Chaque vendredi ou presque, Daniel Obrecht attelle sa bétaillère à son tracteur ou une remorque à sa voiture. Il charge un grand bovin dans la première ou un veau dans la seconde, et prend la direction de l’abattoir de Bahlingen, au pays de Bade, en Allemagne. Celui-ci est distant de 42 km de son siège d’exploitation à Andolsheim (Haut-Rhin), à un jet de pierre de Colmar. Ce rituel est rodé depuis 2002, l’année où l’éleveur démarre la vente directe de sa viande. « L’abattoir municipal de Colmar venait de fermer. Celui de Bahlingen était le plus proche », raconte Daniel.

Il y a peu, sa tentative de retravailler avec un abattoir de proximité pour ses veaux, sans franchir le Rhin, a tourné court. « En Allemagne, il s’agit d’un abattoir privé. C’est carré ! La traçabilité est au point. Les horaires sont respectés. Quand j’appelle, j’ai rapidement le bon interlocuteur au bout du fil. Quant à la prestation, elle est conforme, même si les pratiques de découpe changent parfois. »

« Le temps de maturation sur place n’est pas facturé », apprécie Daniel Obrecht. Le seul hic est qu’il ne peut pas se prévaloir de la mention « viande bovine française », car ses blondes d’Aquitaine et ses limousines sont certes nées et élevées mais pas abattues en France. « C’est sans conséquence sur ma clientèle de proximité, assure l’éleveur. L’Alsace et le pays de Bade occupent le même bassin rhénan. Je considère que ma production garde son caractère local. »

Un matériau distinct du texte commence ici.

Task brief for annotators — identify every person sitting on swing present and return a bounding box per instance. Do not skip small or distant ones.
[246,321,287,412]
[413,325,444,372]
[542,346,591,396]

La possibilité d’être exigeant

Depuis 2012, il se rend également en Allemagne pour y faire entretenir son matériel. « Mon concessionnaire en Alsace changeait de marque et je souhaitais la conserver. Faire réparer en outre-Rhin ne revient pas moins cher mais les pièces sont disponibles et les délais respectés. Il y a un côté prévisible que j’apprécie. Je peux me montrer exigeant, que ma facture se chiffre à quelques centaines ou à quelques milliers d’euros. » Le dialecte alsacien, proche du patois badois, sert aux échanges. « Si les mots manquent pour évoquer les termes techniques, il reste le geste », rigole Daniel Obrecht.

En 2020, sa conversion bio sera terminée. « Vendre mon soja ou mon orge d’hiver en Allemagne ne me gênerait pas », conclut-il.